VÍDEO BLOG #Miedodequé?: Del presidente de la República a una nueva subida del SMI, por Víctor J. Hernández Bru.
Mientras el PSOE vuelca su actividad en atacar al PP, Vox lleva desde las andaluzas desaparecido de la escena política, Ciudadanos se está refundando sin que nadie, ni dentro ni fuera del partido sepa muy bien en qué dirección; y Podemos, o Unidas Podemos, o Unidas Pirrakas aprovecha para agotar sus últimos meses en el cuento de hadas de vivir como marqueses defendiendo a los pobres, los españoles asistimos impávidos a la espiral de la izquierda gobernante hacia una destrucción del estado del bienestar y democrático que llevamos disfrutando, con sus luces y sus sombres, desde hace más de cuatro décadas.
No hay estamento ni cimiento democrático que la izquierda no se vuelque en atacar, ya sea desde el punto de vista económico, social o político. El presidente del gobierno, lo repetiré para imbéciles y obtusos, el presidente del gobierno anda de visita por algunos de los países comunistas de Latinoamérica, ésos en los que el conocimiento de la historia reciente no anda muy allá, dado que el área en general se apresta a repetir el desastre que durante décadas del siglo XX vivió el Este de Europa, de manera que Bolivia, Venezuela, Perú, Argentina y pronto Brasil, entre otros, ya están en el camino que los lleva a ser los nuevos Unión Soviética, Rumanía, República Democrática Alemana (siempre me ha llamado la atención ese nombre), Polonia o Bulgaria del siglo XX.

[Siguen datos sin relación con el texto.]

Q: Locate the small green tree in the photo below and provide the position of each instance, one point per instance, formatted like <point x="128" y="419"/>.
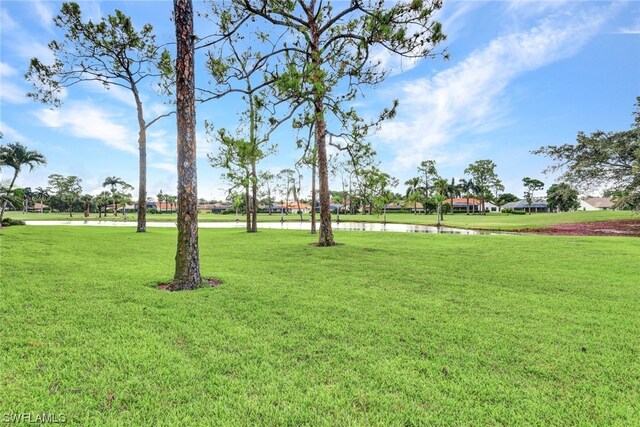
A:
<point x="429" y="174"/>
<point x="485" y="179"/>
<point x="326" y="47"/>
<point x="66" y="188"/>
<point x="413" y="193"/>
<point x="111" y="52"/>
<point x="16" y="156"/>
<point x="41" y="194"/>
<point x="118" y="189"/>
<point x="532" y="185"/>
<point x="601" y="159"/>
<point x="441" y="188"/>
<point x="101" y="201"/>
<point x="562" y="197"/>
<point x="86" y="200"/>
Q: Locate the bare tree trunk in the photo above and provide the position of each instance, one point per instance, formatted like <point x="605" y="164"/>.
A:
<point x="254" y="197"/>
<point x="247" y="208"/>
<point x="314" y="160"/>
<point x="4" y="205"/>
<point x="326" y="232"/>
<point x="187" y="273"/>
<point x="142" y="167"/>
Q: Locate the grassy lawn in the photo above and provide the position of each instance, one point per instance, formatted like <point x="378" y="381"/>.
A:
<point x="389" y="329"/>
<point x="495" y="221"/>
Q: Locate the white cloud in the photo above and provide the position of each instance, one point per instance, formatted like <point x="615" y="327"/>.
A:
<point x="84" y="120"/>
<point x="44" y="14"/>
<point x="6" y="21"/>
<point x="468" y="98"/>
<point x="12" y="94"/>
<point x="10" y="134"/>
<point x="7" y="70"/>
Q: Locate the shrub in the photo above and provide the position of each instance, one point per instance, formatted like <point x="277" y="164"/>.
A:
<point x="7" y="222"/>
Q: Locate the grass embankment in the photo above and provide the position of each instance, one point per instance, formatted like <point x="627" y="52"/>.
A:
<point x="389" y="329"/>
<point x="494" y="221"/>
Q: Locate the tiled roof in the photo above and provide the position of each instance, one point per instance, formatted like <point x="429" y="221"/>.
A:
<point x="599" y="202"/>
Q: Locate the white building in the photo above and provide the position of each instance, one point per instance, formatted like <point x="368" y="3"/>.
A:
<point x="596" y="204"/>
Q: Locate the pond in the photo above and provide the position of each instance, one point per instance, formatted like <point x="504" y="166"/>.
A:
<point x="304" y="226"/>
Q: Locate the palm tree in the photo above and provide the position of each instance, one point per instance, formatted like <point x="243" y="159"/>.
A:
<point x="468" y="188"/>
<point x="441" y="187"/>
<point x="27" y="196"/>
<point x="413" y="192"/>
<point x="171" y="201"/>
<point x="452" y="192"/>
<point x="161" y="198"/>
<point x="114" y="182"/>
<point x="16" y="155"/>
<point x="41" y="194"/>
<point x="101" y="201"/>
<point x="86" y="204"/>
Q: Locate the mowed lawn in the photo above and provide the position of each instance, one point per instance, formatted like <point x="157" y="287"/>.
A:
<point x="387" y="329"/>
<point x="492" y="221"/>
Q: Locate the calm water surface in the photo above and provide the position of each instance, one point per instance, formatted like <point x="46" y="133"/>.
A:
<point x="305" y="226"/>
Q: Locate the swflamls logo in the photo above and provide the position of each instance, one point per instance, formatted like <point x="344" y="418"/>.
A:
<point x="31" y="418"/>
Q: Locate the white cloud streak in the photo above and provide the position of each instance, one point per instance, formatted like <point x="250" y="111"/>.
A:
<point x="44" y="14"/>
<point x="84" y="120"/>
<point x="468" y="98"/>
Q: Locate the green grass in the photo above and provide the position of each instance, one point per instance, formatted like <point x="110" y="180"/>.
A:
<point x="388" y="329"/>
<point x="495" y="221"/>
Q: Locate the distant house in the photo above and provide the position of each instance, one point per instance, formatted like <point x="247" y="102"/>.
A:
<point x="596" y="204"/>
<point x="405" y="206"/>
<point x="218" y="207"/>
<point x="460" y="205"/>
<point x="537" y="205"/>
<point x="37" y="207"/>
<point x="292" y="207"/>
<point x="164" y="206"/>
<point x="206" y="207"/>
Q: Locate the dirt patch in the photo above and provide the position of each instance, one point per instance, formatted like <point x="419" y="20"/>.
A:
<point x="317" y="245"/>
<point x="206" y="283"/>
<point x="626" y="228"/>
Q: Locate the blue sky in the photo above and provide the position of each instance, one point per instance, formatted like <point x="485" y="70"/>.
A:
<point x="522" y="74"/>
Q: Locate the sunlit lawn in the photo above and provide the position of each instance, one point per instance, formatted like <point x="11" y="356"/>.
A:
<point x="495" y="221"/>
<point x="388" y="329"/>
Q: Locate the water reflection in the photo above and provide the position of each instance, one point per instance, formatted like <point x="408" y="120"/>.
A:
<point x="303" y="226"/>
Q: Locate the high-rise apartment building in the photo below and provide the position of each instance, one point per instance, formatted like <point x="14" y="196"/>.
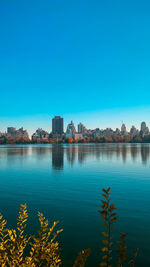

Y allí, en plena borrachera de comunismo, el tipejo en cuestión ha disfrutado como un gorrino en un charco, si se me permite el acertado símil, al escuchar cómo otro desvergonzado lo ha llamado ‘presidente de la República de España’, país que los letrados sabemos que ni es una república ni desde luego tiene a este irresponsable como jefe de Estado.
Un tipo mínimamente responsable, habría aclarado ‘ipso facto’ que su lugar en el organigrama del Estado es el de presidente del Gobierno y, desde luego, que España es una monarquía parlamentaria y no una república, en la que el jefe de Estado es el Rey Felipe VI.
Él, en su lugar, se limitó a descojonarse con esa pinta de narciso quinceañero y guardar silencio, no se sabe si porque en su demencia a lo que aspira es a dar un golpe de estado como el de 1931 y proclamar la república al tiempo que se auto-erige en presidente de la misma; o porque él mismo estuvo en el ajo de esa extraña confusión que tanta gracia y satisfacción le produjo.
Mientras, en España, sus otros amigos comunistas, a los que ha metido en el gobierno, ya deslizan una nueva subida del salario mínimo hasta elevarlo a 1.100 euros, algo que sin duda acabará ocurriendo, para continuar con la escalada de destrucción de empleo y de elevación del precio de las cosas en la que este país lleva sumido desde que analfabetos económicos tomaron los mandos.
Hace falta ser muy iletrado para no entender que una subida en los costes de producción produce, como reacción inmediata, la elevación del precio de los productos y servicios. Siempre nos quedará la duda de si esta gentuza que nos gobierna ni siquiera tienen el conocimiento para acceder a este aserto tan básico o si es que disfrutan con la destrucción de nuestra economía y de nuestro país. Eso sí, mientras tanto, ellos disfrutan auto-denomimándose presidentes y gobernantes de la república. Y nosotros… callados.